さて、このシモフリトゲエダシャクの幼虫の食草は多岐に渡るようである。生息分布の方は、国内は、北海道から対馬含む九州まで。海外は、朝鮮半島からロシア沿海州南部までいるようである。(台湾からの生息情報もあるようである。)

最後に、シモフリトゲエダシャクの、シモフリは、何となく前翅の雰囲気から来ているのが分かるが、トゲエダシャクのトゲの部分は、ネット上を調べる限り、納得の行く説を見つけることは出来なかった。

ユウマダラエダシャク 秋型 Abraxas miranda miranda Butler, 1878

数日前に、我家の庭で見かけた蛾である。

直ぐに、ユウマダラエダシャクであろうと思ったが、一応、調べて見たところ、やはりユウマダラエダシャクで間違いなさそうである。

大きさは、前翅長23ミリぐらいだった。

過去にも投稿済みのユウマダラエダシャクを再投稿してみようと思った理由は、10月の半ばにも、まだ成体(今シーズン2化目の個体だと思われる)が確認出来たと言う証と、春型と秋型とで何か外見的違いがあるのであろうかという点からである。

この外見的特徴の差異に関しては、私が気付けるのは、秋のユウマダラエダシャクの方は、若干小さいかなと感じるぐらいである。

このユウマダラエダシャクの幼虫の食草は、ニシキギ科のマサキやマユミ等とのことであるが、我が家の生垣にマサキが長い距離使われている場所がある。嫌でも視界に入って来る生垣なのだが、未だユウマダラエダシャクの幼虫を、その生垣で目にしたことはない。

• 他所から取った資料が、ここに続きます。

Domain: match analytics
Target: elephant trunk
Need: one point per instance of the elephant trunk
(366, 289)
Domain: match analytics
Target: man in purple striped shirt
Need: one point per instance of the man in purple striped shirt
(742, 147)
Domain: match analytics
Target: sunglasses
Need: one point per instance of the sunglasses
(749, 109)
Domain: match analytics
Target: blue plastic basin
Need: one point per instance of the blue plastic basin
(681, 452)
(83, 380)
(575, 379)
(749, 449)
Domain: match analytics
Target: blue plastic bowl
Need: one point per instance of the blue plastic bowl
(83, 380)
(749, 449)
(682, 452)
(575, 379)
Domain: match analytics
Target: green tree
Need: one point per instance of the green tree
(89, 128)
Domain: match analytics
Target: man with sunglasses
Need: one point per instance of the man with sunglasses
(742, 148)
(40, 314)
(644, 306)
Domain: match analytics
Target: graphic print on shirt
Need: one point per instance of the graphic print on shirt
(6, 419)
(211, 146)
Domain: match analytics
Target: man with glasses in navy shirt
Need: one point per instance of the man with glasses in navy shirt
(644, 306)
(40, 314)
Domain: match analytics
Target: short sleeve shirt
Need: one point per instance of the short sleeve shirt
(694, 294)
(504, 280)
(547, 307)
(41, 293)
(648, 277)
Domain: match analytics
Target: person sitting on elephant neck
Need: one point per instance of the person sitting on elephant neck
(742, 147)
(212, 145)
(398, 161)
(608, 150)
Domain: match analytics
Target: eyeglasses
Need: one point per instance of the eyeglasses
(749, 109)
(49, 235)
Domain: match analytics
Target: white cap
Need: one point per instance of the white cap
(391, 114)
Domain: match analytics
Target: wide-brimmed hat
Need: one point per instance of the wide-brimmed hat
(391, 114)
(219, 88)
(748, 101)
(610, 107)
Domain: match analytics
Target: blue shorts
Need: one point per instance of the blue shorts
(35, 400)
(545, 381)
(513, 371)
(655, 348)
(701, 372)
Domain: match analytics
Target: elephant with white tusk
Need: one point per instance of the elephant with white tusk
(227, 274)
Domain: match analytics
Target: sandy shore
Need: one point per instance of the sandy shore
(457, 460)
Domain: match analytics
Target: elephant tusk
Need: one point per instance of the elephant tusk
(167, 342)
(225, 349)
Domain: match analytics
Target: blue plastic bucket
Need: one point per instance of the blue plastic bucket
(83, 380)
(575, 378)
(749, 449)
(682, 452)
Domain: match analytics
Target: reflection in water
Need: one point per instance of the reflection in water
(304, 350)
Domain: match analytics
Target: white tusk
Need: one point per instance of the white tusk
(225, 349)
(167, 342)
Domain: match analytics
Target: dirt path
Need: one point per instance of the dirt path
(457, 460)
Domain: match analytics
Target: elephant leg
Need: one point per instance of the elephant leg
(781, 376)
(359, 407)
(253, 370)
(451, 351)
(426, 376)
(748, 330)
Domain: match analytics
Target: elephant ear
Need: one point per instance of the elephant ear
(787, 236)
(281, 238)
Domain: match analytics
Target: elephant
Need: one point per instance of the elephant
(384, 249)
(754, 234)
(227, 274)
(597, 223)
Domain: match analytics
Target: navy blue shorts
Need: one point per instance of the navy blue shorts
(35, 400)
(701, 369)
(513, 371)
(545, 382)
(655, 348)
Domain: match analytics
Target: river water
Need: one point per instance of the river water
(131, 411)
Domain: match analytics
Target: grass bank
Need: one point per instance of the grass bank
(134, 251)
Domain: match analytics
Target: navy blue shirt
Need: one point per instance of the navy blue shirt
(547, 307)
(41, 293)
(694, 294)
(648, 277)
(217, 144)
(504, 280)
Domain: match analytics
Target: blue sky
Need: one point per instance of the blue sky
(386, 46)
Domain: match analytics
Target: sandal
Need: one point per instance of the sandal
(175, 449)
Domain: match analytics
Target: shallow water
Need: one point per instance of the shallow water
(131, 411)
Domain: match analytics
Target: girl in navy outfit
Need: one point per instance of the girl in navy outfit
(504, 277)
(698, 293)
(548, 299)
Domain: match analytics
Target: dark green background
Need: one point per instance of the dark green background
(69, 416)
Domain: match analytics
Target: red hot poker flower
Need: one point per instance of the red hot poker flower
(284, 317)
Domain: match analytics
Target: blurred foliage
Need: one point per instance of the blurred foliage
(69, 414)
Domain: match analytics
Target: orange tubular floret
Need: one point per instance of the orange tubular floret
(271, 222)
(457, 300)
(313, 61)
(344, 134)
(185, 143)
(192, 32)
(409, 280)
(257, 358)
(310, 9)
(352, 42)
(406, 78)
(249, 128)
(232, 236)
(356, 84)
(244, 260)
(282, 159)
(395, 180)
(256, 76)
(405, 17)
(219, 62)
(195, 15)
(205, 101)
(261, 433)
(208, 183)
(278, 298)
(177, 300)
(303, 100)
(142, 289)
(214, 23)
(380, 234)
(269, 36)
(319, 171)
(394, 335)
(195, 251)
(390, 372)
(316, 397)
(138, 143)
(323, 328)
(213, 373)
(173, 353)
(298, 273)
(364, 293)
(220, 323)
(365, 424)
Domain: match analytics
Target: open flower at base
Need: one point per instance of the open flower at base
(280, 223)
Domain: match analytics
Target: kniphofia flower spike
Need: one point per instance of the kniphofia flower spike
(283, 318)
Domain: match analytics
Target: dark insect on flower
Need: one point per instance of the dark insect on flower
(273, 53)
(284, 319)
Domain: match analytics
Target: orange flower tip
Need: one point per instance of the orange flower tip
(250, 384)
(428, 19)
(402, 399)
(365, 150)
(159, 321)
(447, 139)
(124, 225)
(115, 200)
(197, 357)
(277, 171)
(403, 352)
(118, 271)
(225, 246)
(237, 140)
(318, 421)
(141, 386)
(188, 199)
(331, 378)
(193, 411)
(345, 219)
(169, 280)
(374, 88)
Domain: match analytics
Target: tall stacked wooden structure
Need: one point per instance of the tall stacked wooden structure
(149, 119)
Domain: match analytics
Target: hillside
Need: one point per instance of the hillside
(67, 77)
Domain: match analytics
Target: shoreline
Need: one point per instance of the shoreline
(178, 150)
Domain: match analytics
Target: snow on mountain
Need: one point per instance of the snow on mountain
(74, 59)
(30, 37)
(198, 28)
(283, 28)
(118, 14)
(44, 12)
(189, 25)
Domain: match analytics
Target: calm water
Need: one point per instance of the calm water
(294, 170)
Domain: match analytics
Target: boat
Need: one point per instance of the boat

ユウマダラエダシャクの生息分布は、国内は、北海道から九州を経て屋久島辺りまでいるようである。(沖縄本島含む南西諸島にも生息しているかは、目下、私なりに、情報を整理検討中である。)海外の分布は、韓国からの報告が上がっている。

ちなみに、ヒメマダラエダシャク(Abraxas niphonibia Wehrli, 1935)という少し小さくて酷似した外見の種がいるが、我が家の庭では、ユウマダラエダシャクと、このヒメマダラエダシャクが、同時期に混生しているようである。ヒメマダラエダシャクの方の生息分布は、国内は、北海道から九州を経て、沖縄本島含む南西諸島まで。海外の生息分布は、朝鮮半島を経て、ロシア沿海州南部まで。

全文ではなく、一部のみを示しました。